Paradise Lost: why the NFL is slipping.





There is maybe no more famous and duplicated scene in classic television than the ole two sets of eyes hiding in the dark bit. One character, say Daffy Duck, is running from another character, say Bugs Bunny, and seeks refuge in a dark place like a cave. The viewer sees only the whites of Daffy’s eyes dance across a black screen, followed by a sharp exhale marking his relief when he finds he is alone. Shortly after, a second set of eyes enter behind, and some hilarity ensues when Daffy lights a match and finds Bug has been in the cave with him all along.

For many years NFL football was a proverbial “safe space” for Americans. Each Sunday Millions of American men and women sat upon the altar of the recliner, after church of course, and felt the worries of the world fade into the background as they watched the nation’s elite athletes engage in a violent art form. But the sacred bond between viewer and vendor has been shattered. The safe place has been compromised. NFL fans lit a match and discovered the worries of the world have found them in their cave, and they are exiting almost in mass.

Today it was reported that Monday Night Football posted the worst viewership ratings in its history this year. The sporting institution that Dandy Don Meredith drove to the top has fallen on hard times. Other networks and time slots also experienced record lows in viewership this year. This has left pollsters and pundits scrambling. Every shock jock has an explanation as to why college football is experiencing success as its professional counterpart flounders.

The NFL was made great by larger than life, rugged American heroes such as Vince Lombardi, Tom Landry, Mike Ditka, and Bill Parcells. Since 2011’s collective bargaining agreement’s strict limitations on practice time, the advent of the wide open spread offense, and the rule changes outlawing head to head collisions, the NFL has lost some of that frontiersman grit that made it great. Big hits, two-a-day practices, and so called “smash mouth football” weren’t just some disposable items on the auxiliary of football’s allure. They were core tenets of the game that many NFL viewers learned to play themselves at an early age. These rule and stylistic changes have rendered the on filed product unrecognizable to fans of a bygone era. Ruggedness, desire, grit, determination; these were the things fans loved about football. They seem to be absent from today’s game.

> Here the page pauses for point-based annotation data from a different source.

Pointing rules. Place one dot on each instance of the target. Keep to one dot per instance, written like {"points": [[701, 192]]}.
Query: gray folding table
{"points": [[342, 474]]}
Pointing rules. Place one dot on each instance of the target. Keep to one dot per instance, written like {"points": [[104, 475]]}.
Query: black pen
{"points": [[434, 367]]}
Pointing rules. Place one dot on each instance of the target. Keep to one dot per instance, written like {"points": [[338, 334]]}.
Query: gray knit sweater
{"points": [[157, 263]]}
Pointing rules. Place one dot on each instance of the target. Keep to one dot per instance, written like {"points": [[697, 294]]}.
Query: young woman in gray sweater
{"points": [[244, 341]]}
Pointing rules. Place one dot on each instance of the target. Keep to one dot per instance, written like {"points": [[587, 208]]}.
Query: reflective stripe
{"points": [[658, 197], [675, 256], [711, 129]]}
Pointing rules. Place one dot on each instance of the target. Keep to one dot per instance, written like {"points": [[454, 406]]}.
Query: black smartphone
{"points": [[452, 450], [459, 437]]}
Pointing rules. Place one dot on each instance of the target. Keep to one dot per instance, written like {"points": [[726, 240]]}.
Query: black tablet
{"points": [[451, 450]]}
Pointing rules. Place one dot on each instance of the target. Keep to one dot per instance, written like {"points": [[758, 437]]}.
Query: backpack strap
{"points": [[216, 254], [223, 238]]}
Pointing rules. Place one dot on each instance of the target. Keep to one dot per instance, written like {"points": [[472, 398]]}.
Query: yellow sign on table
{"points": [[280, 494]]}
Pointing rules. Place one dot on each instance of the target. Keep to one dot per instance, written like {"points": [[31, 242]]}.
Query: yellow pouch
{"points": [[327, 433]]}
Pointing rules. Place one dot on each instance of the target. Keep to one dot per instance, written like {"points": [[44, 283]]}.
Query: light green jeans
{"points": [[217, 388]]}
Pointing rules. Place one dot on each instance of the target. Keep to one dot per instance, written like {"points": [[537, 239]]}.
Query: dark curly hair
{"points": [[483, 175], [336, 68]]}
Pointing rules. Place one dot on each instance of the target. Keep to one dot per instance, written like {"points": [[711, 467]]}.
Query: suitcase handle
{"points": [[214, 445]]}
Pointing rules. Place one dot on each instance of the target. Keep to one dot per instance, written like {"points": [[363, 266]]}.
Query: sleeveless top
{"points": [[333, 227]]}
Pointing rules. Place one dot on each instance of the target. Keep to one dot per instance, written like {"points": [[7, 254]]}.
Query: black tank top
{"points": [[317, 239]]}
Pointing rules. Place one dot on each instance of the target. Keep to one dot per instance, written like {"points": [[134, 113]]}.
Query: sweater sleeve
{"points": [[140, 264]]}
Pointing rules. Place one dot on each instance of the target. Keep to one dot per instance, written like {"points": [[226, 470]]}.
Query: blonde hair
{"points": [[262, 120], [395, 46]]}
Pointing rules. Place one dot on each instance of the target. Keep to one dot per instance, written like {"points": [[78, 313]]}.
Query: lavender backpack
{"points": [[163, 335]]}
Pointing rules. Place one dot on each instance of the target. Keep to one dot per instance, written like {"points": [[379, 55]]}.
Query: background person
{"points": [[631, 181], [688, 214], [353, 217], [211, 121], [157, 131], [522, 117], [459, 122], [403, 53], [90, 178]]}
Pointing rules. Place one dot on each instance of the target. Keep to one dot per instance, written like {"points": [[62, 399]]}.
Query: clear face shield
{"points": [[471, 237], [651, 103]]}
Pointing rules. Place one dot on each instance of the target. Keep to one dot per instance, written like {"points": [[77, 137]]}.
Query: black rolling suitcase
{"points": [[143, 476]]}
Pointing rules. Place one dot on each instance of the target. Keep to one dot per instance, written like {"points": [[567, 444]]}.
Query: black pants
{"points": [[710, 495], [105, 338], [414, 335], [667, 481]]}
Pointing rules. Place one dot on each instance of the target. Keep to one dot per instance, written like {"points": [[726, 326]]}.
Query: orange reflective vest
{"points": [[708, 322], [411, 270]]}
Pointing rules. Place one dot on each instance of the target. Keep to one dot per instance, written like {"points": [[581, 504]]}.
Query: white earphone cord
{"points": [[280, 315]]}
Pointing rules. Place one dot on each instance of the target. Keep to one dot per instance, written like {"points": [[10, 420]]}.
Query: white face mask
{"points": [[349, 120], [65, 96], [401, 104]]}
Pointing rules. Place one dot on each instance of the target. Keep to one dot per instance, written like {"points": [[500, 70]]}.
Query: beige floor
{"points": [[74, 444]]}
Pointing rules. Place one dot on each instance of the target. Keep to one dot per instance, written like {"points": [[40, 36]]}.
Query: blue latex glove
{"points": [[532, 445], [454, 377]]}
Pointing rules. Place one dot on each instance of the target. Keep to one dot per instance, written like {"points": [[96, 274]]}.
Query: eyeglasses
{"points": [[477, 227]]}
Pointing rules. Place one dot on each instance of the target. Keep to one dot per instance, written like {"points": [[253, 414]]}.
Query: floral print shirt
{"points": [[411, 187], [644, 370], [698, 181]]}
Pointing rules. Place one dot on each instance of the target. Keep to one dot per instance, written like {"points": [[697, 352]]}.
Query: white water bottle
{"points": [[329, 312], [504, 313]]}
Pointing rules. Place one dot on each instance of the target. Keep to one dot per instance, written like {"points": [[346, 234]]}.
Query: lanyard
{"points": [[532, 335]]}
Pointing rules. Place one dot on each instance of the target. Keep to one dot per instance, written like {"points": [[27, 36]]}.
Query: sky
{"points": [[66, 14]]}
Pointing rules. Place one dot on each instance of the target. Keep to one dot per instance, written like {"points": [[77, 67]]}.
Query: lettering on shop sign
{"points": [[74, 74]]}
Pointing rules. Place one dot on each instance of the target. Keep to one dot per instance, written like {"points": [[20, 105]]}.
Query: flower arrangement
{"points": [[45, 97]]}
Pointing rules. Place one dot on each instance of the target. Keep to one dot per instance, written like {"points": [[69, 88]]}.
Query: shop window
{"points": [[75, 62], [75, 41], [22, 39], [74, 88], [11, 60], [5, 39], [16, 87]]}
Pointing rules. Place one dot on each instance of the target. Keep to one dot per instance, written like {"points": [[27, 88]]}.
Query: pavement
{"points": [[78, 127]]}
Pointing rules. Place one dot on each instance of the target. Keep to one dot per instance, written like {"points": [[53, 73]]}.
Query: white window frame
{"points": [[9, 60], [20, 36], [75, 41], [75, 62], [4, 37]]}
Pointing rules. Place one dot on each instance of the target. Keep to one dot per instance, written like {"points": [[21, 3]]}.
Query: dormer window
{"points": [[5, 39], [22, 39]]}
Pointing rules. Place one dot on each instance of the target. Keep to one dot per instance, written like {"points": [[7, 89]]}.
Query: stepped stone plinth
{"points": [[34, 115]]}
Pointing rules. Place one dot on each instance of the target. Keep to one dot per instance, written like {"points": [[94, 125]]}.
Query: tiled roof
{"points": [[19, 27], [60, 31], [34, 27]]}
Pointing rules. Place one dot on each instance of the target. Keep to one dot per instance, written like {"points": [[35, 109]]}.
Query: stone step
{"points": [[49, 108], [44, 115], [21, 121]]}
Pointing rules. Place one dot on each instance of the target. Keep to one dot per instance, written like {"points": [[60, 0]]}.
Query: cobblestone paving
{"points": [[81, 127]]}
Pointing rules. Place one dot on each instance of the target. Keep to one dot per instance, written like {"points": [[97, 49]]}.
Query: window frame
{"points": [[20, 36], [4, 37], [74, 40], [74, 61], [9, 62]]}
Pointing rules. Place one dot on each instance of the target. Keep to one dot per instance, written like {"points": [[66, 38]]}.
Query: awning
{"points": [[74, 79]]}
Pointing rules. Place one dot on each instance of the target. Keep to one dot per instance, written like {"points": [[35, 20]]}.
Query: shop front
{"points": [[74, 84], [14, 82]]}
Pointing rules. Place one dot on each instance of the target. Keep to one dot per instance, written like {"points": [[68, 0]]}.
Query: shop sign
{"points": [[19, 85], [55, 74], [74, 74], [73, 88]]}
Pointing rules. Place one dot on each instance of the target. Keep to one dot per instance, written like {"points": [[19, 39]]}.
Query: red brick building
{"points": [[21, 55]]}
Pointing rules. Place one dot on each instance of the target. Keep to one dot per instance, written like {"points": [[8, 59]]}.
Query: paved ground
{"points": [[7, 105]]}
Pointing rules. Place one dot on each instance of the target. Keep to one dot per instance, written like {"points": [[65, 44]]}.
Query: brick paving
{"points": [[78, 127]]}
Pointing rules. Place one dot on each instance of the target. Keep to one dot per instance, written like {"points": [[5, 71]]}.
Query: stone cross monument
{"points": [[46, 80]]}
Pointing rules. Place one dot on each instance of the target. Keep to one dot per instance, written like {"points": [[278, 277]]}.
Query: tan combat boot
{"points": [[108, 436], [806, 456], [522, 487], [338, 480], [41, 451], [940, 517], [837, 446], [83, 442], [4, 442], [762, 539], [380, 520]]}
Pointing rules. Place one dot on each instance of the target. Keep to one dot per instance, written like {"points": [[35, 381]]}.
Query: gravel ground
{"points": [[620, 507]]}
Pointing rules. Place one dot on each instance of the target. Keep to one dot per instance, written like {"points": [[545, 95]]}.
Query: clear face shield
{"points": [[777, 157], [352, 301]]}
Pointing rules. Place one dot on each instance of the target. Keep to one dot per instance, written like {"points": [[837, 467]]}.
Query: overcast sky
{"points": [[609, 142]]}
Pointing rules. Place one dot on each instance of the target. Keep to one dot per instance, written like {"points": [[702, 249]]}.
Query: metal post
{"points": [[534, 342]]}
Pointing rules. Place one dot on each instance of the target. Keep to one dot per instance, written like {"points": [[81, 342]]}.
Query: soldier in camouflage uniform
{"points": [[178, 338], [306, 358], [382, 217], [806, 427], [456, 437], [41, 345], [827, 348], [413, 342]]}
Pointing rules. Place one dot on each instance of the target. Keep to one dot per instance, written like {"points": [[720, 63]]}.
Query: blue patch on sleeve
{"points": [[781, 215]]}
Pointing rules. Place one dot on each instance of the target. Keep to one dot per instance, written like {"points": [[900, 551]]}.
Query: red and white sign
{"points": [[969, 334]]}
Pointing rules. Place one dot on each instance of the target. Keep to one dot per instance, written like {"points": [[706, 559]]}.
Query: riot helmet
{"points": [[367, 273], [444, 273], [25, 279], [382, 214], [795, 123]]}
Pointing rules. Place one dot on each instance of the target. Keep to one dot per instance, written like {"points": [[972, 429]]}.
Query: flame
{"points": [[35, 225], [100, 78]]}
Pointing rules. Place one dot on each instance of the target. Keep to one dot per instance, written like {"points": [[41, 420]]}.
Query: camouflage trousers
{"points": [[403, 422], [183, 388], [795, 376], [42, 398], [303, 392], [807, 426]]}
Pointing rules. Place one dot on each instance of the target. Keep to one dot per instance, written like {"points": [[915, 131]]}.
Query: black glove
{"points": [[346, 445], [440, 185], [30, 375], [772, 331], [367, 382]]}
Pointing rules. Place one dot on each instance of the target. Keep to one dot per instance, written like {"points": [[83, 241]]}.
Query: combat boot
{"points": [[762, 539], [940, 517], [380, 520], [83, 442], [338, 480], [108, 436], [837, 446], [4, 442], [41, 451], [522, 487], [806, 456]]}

Free agency and the proliferation of NFL players’ salaries have also had an overall negative impact on the game. No one faults NFL players for wanting to get the most money they possibly can. After all, they are quite literally sacrificing their health to play this game. But players now switch teams so frequently that fans scarcely have time to get attached to them. It used to be far more common for a player to retire with the team he was drafted by. This engendered a greater love affair between the fans and the players. Fans love to root for a guy who loves their town, their team. The loyalty has left the game, and as a byproduct so have the fans.

Perhaps the largest contributing factor to this lapse in viewership is NFL players and professional pundits’ insistence to politicize the game. The average NFL viewer doesn’t understand what it is like to deal with police brutality. He doesn’t understand what its like to be subjected to serious, consequential racism. But what he does understand is that wrenching feeling in his gut, that primal rage that rises within him when he sees someone disrespecting his flag. Whether or not kneeling during the anthem is intended to be”disrespectful”, is another discussion for another time. The fact is that the bulk of Americans in the Heartland interpret it that way. Some things are still sacred, even in an era when Americans watch their great institutions devalued and delegitimized daily. That flag remains sacred.

I’m not sure when it happened, but one day many NFL fans found that football no longer served as an escape. Somehow sport and politics got all rolled into one. That’s not to say NFL viewers don’t care about racism, or gay rights, or concussions. They do, they just thought that maybe in this era of national bifurcation, that this one institution may be spared from the fight. They were wrong, they are angry, and their escape, their weekend paradise is now lost.